Amazon just revealed the chip that actually powers Claude
TechCrunch toured Amazon's secret Trainium chip lab in Austin. 1.4M chips already power Claude, ChatGPT, and Apple's AI — challenging Nvidia's 90% grip.
Every time you ask Claude a question or send a prompt to ChatGPT, the answer comes from a chip most people have never heard of. It's not made by Nvidia. It's built by Amazon — in a lab in Austin, Texas that journalists just got to see for the first time.
TechCrunch published an exclusive tour of Amazon's Annapurna Labs facility on March 22, 2026, revealing the factory floor where AWS builds its Trainium AI chips — custom processors designed specifically to train and run the world's most powerful AI models.
1.4 Million Chips — and Three of the Biggest Names in AI
Amazon has already deployed 1.4 million Trainium chips across three generations. Here's who's using them:
Anthropic (Claude) — runs on over 1 million Trainium2 chips. When you chat with Claude, Trainium is doing the math behind every response.
OpenAI (ChatGPT) — signed a $50 billion deal with AWS for 2 gigawatts of Trainium computing capacity to train next-generation models.
Apple — reportedly testing Trainium chips for internal AI workloads, though neither company shared specifics.

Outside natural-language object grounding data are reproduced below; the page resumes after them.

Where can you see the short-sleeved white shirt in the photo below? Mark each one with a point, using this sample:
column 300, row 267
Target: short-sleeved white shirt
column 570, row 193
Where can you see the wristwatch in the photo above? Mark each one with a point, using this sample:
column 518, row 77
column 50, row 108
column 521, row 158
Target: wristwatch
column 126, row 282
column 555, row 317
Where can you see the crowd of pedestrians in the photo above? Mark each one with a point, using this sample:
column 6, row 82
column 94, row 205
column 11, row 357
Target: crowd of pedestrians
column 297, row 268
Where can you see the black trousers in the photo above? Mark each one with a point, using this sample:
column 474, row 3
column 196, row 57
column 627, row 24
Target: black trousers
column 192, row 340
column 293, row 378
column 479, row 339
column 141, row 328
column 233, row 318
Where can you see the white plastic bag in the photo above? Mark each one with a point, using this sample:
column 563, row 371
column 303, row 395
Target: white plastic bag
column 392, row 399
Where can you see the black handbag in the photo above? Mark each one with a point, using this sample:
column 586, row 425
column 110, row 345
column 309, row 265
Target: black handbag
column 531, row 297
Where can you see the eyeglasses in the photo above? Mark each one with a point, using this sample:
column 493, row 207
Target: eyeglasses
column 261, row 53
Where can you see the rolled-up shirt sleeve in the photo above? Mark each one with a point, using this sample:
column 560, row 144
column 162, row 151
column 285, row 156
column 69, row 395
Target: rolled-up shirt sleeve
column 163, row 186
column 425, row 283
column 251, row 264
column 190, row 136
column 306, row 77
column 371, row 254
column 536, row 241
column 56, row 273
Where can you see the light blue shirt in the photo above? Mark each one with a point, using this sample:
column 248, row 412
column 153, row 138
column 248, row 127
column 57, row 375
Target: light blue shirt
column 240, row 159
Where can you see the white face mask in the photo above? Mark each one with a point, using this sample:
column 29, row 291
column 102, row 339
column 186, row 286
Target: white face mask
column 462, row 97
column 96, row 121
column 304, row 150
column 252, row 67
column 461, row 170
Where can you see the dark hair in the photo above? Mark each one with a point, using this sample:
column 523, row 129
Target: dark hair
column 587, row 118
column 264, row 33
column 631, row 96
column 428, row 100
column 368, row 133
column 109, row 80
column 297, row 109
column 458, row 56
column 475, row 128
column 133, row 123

That means three of the world's most-used AI systems now depend on the same Amazon-built chip — not Nvidia's GPUs, which still control over 90% of the AI accelerator market.
Inside the Austin Lab
The tour was led by Kristopher King, the lab's director, and Mark Carroll, Annapurna's head of engineering. Journalists saw UltraServers (massive server racks) packed with 144 Trainium chips each, being stress-tested before shipping to AWS data centers worldwide.
Carroll emphasized the stakes: "If there's a failure or unavailability during this phase, you have to go back, or even start from scratch." Each server undergoes rigorous testing before it's cleared to handle real AI workloads.

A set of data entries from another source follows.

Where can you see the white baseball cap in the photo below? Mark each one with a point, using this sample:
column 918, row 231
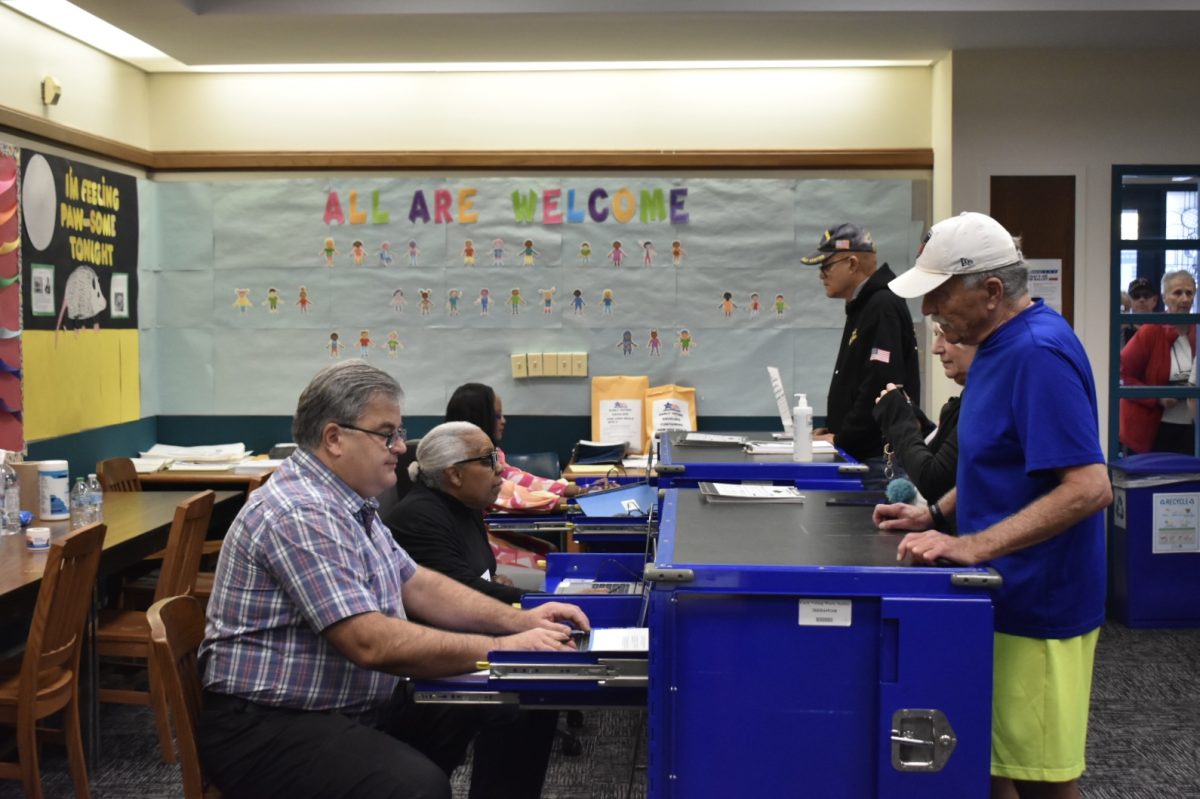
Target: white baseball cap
column 961, row 245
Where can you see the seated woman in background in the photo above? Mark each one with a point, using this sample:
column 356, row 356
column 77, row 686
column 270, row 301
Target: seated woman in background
column 931, row 463
column 481, row 406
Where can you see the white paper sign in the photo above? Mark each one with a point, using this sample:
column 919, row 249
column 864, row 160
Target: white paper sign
column 1176, row 528
column 826, row 613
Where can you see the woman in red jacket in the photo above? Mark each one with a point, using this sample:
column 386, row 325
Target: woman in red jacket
column 1161, row 355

Trainium3: Smaller Than a Credit Card, Twice as Powerful
The latest generation — Trainium3 — is AWS's first chip built on a 3-nanometer process (the same cutting-edge manufacturing used for the newest iPhone chips). It's fabricated by TSMC, the world leader in advanced chipmaking.
Here's what it delivers compared to the previous generation:
• 2x compute performance — 2.52 petaflops (trillions of calculations per second)

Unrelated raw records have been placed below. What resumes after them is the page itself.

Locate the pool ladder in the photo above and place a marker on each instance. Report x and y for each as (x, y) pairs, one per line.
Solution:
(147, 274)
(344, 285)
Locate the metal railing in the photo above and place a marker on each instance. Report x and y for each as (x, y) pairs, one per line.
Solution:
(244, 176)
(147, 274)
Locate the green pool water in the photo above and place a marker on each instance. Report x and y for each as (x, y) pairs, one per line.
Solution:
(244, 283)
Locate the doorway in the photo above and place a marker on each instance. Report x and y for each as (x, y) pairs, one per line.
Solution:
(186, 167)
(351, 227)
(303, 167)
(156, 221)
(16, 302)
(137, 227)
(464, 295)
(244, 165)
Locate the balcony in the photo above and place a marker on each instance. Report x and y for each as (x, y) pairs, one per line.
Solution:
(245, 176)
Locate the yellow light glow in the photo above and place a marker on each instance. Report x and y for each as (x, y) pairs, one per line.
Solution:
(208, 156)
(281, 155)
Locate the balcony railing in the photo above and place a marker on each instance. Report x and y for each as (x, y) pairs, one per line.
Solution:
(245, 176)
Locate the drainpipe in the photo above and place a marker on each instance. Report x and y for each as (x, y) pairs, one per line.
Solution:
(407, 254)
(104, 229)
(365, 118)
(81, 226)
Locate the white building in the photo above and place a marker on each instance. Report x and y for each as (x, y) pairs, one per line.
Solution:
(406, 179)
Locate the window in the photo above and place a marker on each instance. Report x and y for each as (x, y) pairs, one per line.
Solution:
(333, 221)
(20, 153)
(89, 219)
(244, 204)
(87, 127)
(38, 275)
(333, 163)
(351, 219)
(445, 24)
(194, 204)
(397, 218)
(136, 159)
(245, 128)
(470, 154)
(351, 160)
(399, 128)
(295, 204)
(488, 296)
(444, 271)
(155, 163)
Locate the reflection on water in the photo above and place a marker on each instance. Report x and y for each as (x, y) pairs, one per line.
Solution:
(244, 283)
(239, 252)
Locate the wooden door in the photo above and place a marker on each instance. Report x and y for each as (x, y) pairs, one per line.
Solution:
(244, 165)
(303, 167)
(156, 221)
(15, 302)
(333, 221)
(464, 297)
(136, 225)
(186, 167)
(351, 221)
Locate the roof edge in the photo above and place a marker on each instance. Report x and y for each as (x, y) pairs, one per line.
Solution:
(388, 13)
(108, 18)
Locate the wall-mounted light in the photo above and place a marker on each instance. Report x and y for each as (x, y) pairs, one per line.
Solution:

• 1.5x more memory — 144 GB of high-bandwidth memory per chip
• 4x better energy efficiency — same work, a quarter of the electricity
• 5x more AI output per megawatt — critical as energy costs soar
• 30–40% cheaper than equivalent Nvidia GPU instances on AWS
A Trainium4 is already in development, promising 6x the performance of Trainium3. Amazon's chip team has been accelerating: the first generation took 18 months to develop, the second took just 9.
Why This Matters If You Use AI
You don't need to buy a Trainium chip — Amazon doesn't sell them. They only exist inside AWS data centers, powering services you already use. But here's why this story matters to you:
Cheaper AI is coming. Nvidia's near-monopoly has kept AI compute expensive. Every serious alternative — like Trainium — puts downward pressure on prices. If Amazon can deliver 30–40% savings at scale, that cost reduction eventually reaches you through cheaper subscriptions, more generous free tiers, and faster responses.
Reliability improves. When Claude or ChatGPT has a single hardware supplier, one shortage can slow everything down. Multiple chip sources mean more resilient AI services — fewer outages, less throttling during peak hours.
The AI arms race is really a chip race. The company that controls the best chips controls the future of AI. Amazon just showed it's not content to let Nvidia own that future alone.
The $50 Billion Bet
Amazon's deal with OpenAI — $50 billion for exclusive Trainium computing — is one of the largest infrastructure agreements in tech history. It means OpenAI's next models (potentially GPT-6 and beyond) could be trained entirely on Amazon's chips rather than Nvidia's.
Combined with Anthropic already running Claude on over a million Trainium chips, and Apple quietly testing the hardware, Amazon's Annapurna Labs has gone from a little-known chip division to the backbone of the AI industry — all without selling a single chip to the public.